You may have read about the recent social media fury over
claims that Byron, a UK burger chain with restaurants in London and Scotland, collaborated
with the Home Office to have 35 of its staff deported back to countries
including Brazil, Nepal, Egypt and Albania. Byrony Gordon, writing for The
Telegraph gives an interesting slant on the backlash that followed, which
became Byron’s worst media nightmare.
The Home Office announced that 35 people had been arrested
for immigration offences at a number of restaurants across London, and added
that the operation had been carried out with the "full co-operation"
of Byron earlier this month.
The story continues that the business had carried out the
correct "right to work" checks on staff, but had been shown false or
counterfeit documentation and as they had been able to demonstrate this they
did not incur civil penalty action, the Home Office said.

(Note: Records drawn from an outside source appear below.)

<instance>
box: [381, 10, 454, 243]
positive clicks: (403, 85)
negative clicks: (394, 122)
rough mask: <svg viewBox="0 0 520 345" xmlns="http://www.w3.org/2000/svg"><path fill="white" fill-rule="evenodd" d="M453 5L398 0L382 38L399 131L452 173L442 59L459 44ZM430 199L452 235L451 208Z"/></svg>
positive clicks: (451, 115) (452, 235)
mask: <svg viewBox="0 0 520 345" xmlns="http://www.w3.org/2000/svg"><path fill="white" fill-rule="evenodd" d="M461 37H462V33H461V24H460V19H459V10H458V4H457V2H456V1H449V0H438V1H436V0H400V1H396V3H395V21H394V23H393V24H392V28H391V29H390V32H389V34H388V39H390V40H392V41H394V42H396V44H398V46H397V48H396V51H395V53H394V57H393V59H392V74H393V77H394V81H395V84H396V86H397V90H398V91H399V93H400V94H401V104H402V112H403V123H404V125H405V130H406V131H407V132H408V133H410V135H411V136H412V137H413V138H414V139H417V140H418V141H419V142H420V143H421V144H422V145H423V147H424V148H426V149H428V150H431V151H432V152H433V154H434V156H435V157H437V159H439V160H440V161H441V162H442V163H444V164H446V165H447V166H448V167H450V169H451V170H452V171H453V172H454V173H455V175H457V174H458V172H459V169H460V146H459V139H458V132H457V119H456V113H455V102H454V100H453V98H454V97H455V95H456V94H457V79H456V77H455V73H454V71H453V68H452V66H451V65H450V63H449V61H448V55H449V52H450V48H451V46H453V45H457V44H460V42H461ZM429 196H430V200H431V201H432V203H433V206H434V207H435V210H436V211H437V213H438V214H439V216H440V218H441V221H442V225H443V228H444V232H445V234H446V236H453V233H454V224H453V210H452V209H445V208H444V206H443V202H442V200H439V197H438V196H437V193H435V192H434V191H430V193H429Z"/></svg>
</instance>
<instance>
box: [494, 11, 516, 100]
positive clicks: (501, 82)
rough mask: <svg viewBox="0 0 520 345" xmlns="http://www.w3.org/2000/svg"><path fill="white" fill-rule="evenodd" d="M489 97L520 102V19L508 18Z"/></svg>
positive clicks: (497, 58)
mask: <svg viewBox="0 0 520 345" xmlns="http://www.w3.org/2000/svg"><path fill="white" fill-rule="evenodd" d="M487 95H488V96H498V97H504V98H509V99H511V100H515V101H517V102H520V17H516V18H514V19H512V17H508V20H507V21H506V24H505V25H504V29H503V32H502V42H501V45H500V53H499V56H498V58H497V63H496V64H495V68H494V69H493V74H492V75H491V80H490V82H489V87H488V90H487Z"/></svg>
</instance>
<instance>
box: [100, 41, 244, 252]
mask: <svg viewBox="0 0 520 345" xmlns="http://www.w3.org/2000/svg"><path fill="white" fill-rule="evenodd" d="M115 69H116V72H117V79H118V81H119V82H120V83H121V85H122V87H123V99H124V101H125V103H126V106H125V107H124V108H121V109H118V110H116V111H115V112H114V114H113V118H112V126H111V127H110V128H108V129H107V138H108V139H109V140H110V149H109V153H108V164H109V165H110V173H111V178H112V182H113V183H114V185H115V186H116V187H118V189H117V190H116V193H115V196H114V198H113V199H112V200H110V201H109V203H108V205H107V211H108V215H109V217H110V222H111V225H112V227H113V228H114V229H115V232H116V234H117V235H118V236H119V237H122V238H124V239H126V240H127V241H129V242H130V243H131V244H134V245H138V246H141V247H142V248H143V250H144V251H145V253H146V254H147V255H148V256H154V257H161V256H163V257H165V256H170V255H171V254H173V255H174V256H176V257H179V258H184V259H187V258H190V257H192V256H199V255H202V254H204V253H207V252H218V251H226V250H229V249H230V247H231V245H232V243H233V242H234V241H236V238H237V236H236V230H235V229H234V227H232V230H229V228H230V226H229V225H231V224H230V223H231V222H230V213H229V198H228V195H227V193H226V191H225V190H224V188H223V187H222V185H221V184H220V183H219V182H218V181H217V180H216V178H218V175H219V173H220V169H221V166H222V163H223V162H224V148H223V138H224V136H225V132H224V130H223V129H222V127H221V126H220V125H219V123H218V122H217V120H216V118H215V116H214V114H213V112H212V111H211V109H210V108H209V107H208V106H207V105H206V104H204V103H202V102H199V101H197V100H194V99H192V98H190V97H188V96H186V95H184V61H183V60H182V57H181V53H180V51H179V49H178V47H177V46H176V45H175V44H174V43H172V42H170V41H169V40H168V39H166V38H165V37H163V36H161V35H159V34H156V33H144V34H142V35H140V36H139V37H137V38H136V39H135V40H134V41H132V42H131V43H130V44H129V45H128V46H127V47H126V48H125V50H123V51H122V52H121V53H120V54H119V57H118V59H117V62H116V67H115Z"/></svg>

In other words, by “working with” the Home Office, the
company was obeying the law by allowing (they would be compelled to do anyway) the
Government access to workers who had used fake documentation to obtain jobs, which
in effect deprives other people (immigrants included) of work in the UK.

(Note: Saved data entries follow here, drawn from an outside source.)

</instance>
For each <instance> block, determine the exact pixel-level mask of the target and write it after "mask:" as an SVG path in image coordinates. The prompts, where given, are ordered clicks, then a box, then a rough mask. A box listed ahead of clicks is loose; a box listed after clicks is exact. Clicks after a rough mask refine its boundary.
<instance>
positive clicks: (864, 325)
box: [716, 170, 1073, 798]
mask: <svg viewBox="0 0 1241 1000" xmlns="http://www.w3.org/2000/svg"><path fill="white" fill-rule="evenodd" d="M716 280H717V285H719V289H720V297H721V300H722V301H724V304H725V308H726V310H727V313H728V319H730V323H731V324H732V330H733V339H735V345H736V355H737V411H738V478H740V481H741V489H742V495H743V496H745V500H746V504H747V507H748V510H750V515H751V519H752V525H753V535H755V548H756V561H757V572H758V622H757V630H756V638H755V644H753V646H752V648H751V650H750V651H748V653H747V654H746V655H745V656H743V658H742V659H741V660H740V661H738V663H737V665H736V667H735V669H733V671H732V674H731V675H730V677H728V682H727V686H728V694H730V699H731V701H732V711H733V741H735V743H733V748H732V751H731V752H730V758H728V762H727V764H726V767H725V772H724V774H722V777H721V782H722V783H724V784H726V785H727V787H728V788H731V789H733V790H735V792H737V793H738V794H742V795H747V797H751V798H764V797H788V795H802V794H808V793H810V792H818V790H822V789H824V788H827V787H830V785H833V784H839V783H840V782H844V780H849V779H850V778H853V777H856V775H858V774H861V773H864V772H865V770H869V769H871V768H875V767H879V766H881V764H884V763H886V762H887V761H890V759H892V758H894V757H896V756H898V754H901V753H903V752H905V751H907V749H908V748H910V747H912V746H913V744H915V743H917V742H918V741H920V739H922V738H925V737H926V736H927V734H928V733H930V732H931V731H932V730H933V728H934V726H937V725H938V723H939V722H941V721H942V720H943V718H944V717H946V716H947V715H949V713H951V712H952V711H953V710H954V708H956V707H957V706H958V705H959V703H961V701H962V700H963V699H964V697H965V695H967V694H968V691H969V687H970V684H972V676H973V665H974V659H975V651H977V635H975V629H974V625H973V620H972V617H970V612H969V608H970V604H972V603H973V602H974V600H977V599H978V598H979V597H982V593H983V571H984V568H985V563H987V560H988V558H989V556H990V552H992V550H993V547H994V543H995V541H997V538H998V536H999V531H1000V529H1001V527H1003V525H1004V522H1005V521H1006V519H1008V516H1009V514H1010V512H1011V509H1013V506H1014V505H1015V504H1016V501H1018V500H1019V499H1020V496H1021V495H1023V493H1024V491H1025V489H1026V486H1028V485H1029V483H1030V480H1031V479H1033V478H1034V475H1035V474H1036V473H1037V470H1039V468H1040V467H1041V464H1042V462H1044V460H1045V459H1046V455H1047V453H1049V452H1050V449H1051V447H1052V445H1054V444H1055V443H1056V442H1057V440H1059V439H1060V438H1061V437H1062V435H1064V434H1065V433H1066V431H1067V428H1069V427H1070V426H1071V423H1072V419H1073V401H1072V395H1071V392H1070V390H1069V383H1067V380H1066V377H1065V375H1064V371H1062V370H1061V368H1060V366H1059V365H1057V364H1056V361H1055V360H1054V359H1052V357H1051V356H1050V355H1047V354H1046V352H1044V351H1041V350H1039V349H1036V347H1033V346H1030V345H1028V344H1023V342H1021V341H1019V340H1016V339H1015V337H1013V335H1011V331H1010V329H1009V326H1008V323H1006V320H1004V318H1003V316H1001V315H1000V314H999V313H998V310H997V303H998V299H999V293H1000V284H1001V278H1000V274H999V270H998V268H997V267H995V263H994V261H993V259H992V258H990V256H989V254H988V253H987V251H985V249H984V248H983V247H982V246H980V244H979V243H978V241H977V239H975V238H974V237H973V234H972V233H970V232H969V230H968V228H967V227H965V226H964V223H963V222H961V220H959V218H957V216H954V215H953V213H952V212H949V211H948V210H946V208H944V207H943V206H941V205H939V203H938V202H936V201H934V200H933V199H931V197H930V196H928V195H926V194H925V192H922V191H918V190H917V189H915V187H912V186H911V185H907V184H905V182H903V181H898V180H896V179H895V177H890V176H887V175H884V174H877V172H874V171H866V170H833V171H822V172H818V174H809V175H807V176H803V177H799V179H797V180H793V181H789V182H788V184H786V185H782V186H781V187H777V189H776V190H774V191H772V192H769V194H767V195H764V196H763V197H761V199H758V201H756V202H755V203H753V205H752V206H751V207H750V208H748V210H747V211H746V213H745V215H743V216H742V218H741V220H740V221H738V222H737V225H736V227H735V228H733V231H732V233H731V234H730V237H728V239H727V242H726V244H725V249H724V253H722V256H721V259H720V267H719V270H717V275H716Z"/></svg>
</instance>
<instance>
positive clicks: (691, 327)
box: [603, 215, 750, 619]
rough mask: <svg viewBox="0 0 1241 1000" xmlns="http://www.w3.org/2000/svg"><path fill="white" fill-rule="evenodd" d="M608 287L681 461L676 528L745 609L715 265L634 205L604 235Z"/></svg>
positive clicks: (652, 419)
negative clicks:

The Telegraph reported that Unions claimed migrant workers
were ‘lured to their fates’ under false pretences – a health and safety meeting
– as if these staff hadn’t themselves behaved in a similarly underhand fashion. The Unite union complained that the ‘deportees wouldn’t get redundancy’. Byrony
gasps: “imagine, defrauding your employers and then not getting a pay-off when
they uncover your duplicity!”
What followed after the story broke is incredible. A protest
hashtag was unleashed on Twitter: #BoycottByron. Then on Friday, thousands of cockroaches and locusts were
released into two of the chain’s restaurants in London.
Virtuous people on social media announced they would not be
spending £8 on a burger, to show ‘solidarity’ for the deported workers. A mass
protest was arranged over the weekend at the company’s Holborn branch.
Twitter was deluged with accusations that Byron was happy to
“exploit” illegal workers before throwing them to the wolves when it looked
like it might get found out.
But it could also be argued that the company was merely fulfilling its legal duty by checking
its workers’ documents, which it later found to be bogus. The documents fooled
Byron (it is still not that easy to fully verify documents), but were obviously uncovered by the Home Office enforcement team, which
has the ultimate responsibility to verify immigration status and deport illegal
immigrants and visa overstayers.
If you want to avoid Home Office raids and a painful fine, make sure you follow the correct immigration document checking procedures, which you can find on the Home Office website, audit files regularly and seek advice if you are unsure.
In the meantime, there are also reports that the Cedars
detention centre is to b closed by the Home Office, now under the leadership of new Home Secretary Amber Rudd, following negative reports.